In a recent article for the Times Educational Supplement, Dr Bousted explained how she is increasingly hearing stories about teachers found ‘crying on the kitchen floor’ by their spouses, or being silenced by the stories of teachers ordered to ‘stop crying’ in the staffroom. She went on to explain how ‘a newly qualified teacher, asking for help to deal with an impossible workload which took up every evening until 11pm and all of the weekend, was told by her line manager 'that's the way it is in teaching.”
Stories like these are all too common in the teaching world, but Dr Bousted has called for head teachers to provide better support for their staff and school ministers have agreed to reduce unnecessary workload. Dr Bousted is not the only one calling for improved support systems and more sensible workloads for teachers. As Brian Lightman, general secretary of the Association of School and College Leaders, explains ‘It is essential that we pay attention to the well-being of staff. That's a shared responsibility between colleagues of the same level, middle leaders, senior leaders and governors, who ultimately carry the duty of care.’

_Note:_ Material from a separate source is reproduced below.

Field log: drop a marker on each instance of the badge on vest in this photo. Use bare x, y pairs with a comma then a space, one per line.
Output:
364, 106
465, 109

Despite this worrying trend, teaching remains an extremely popular career and the highest numbers of people are choosing to get into teaching since 2008. Over the next three years the nation will need more than 160,000 more teachers so now is the time to ensure teachers get the support they need if we are to attract so many more young people into the industry. As Dr Bousted describes ‘If our education system is to meet this immense challenge, it needs to value its teachers as its most precious resource and treat them accordingly’. A Department for Education spokesman also released a statement explaining how ‘we want to ensure teachers can focus on what they do best - teaching and inspiring young people - not needless bureaucracy and paperwork.’
Concerns over the treatment of teachers have been growing since April 2014 when a poll showed that more than a third of the school and college staff have seen a rise in mental health issues over the previous two years. But it is obvious that over-worked teachers is still and issue.